Mode #1 corresponds to rapid aging, self-destruction, poor health. “Metabolic syndrome” is another name for Mode #1. Mode #2 is slow aging and robust health. Insulin is a signal that swtiches the body between these two modes.
What I have just learned is that osteoporosis is plugged into this system. The osteoblasts that build bone are sensitive to insulin. Insulin signals the body to add bone mass, but also dials up the self-destruction of aging. The osteoblasts, in turn, secrete a hormone called osteocalcin, which helps to keep the body in mode #2 (where we want to be). Osteocalcin is activated in the process of bone resorption. If this is correct, then it may be unwise to interfere with bone resorption. The premise of the mainstream of pharmacology for osteoporosis is called into question. In the short run, we may be able to tip the balance between bone anabolism and bone resorption by dialing down the latter, but we do so at the price of accelerated aging, which will get us in the end. On the other hand…
Fosamax and Mortality: Can bisphosphonate drugs protect more than bones?
It was after writing the above that an astute reader of this column called my attention to several studies published since 2011 claiming that people who take bisphosphonate drugs experience benefits that seem to go beyond bone fractures. Risk of cardiovascular disease is decreased. Risk of breast cancer is also down. And the risk of mortality from any cause has been found to be lower in several different studies [Ref #1, Ref #2, Ref #3, Ref #4]. This effect is large – much too large to be accounted for by merely reducing the deaths associated with falls and fractures. The studies measure a reduction in all-cause mortality ranging from 30% all the way to 80%. This has been confirmed enough times that I take it seriously; on the other hand, the idea is new and unexpected enough that it is not incorporated into clinical thinking in the field.
One possibility is that the reasoning in the above section on insulin is wrong, and that the effect of bisphosphonate drugs is to increase insulin sensitivity, possibly through osteocalcin. But in any case, if Fosamax is an life extension drug, this must weigh into clinical practice, and everyone’s individual decision whether to take it.
Concerning prescription drugs, there is great promise and great uncertainty. Do bisphosphonates (including Fosamax) have a beneficial effect on the metabolism far wider than bone strength? If so, what other drugs share this advantage? At what point in time does the action of bisphosphonates tend to stop strengthening bones and start weakening them?
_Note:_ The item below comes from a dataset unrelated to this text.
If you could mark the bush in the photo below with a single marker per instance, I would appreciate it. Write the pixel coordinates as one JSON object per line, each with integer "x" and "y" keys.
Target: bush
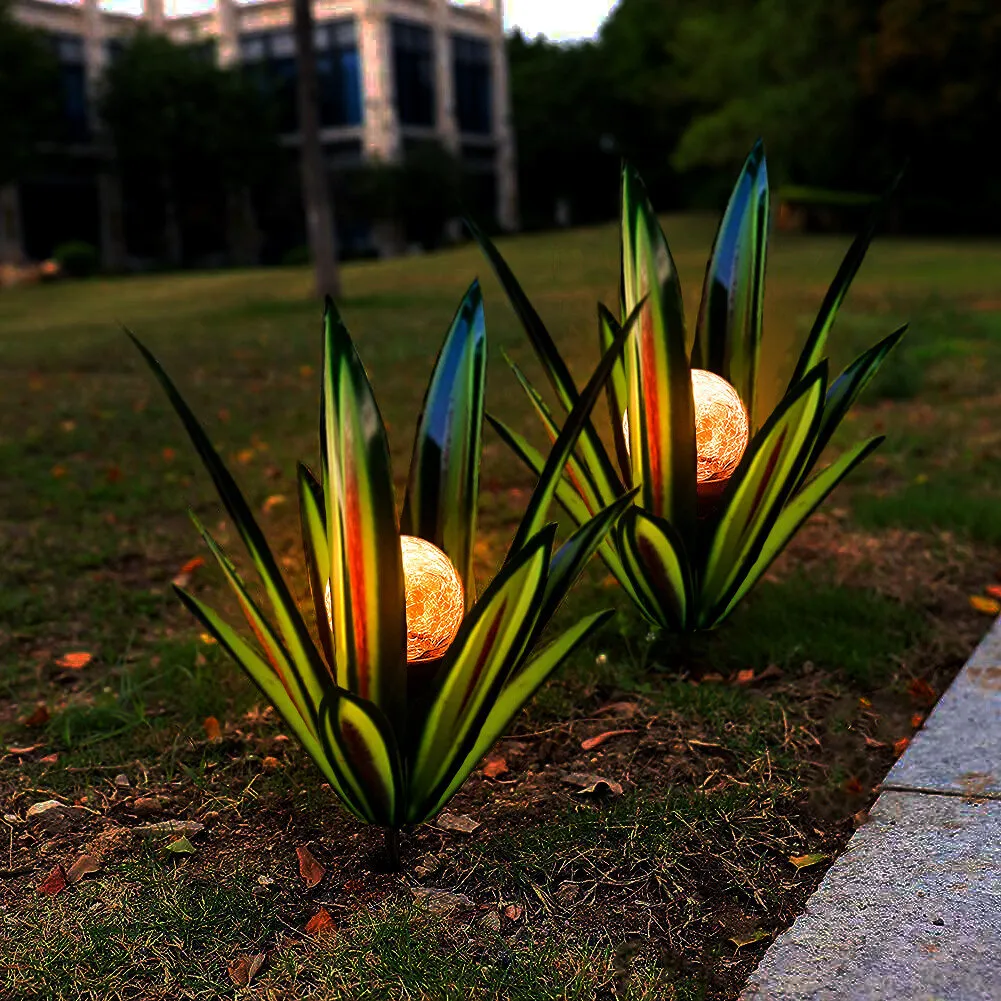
{"x": 76, "y": 258}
And does this tend to happen for every patient, or only for some people? Can short courses of bisphosphonates be combined safely with short courses of Forteo? This is a situation where an expert doctor who can think about your individual situation will be most essential.
The Natural Approach
The low-calorie diet that I often recommend as your best path to staying young longer adds to your risk of osteoporosis. Perhaps this provides more incentive to pursue a non-prescription path, and to start earlier. Quoting Pizzorno:
Published in the prestigious Journal of Environmental and Public Health, the COMB study (Combination of Micronutrients for Bone) demonstrated unequivocally that providing our bones with the nutrients they need along with regular weight-bearing exercise is as or more effective than any of the bisphosphonates or strontium ranelate (the unnatural drug version of strontium). And a lot less expensive!
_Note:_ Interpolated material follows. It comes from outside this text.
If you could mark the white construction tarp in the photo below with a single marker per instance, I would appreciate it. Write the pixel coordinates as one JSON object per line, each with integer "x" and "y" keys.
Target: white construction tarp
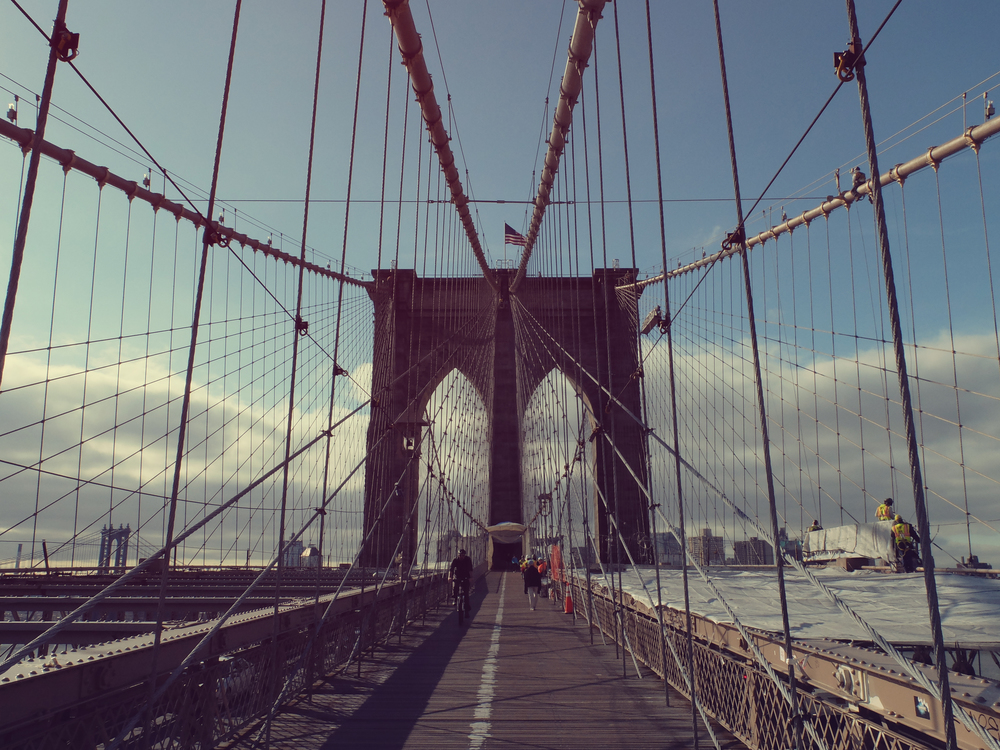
{"x": 873, "y": 540}
{"x": 894, "y": 604}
What was the protocol utilized in the COMB Study? Daily vitamin D3 (2,000 IU), DHA (250 mg), K2 (in the form of MK-7,100 mcg), strontium citrate (680 mg), magnesium (25 mg), and dietary calcium. In addition, daily impact exercise was encouraged.
As one of the lead researchers, aptly named Dr. Stephen Genius, noted, not only was this combination of nutrients that bones require “at least as effective as bisphosphonates or strontium ranelate in raising BMD levels in hip, spine, and femoral neck sites,” but the nutrient supplement regimen was also effective “in individuals where bisphosphonate therapy was previously unsuccessful in maintaining or raising BMD.”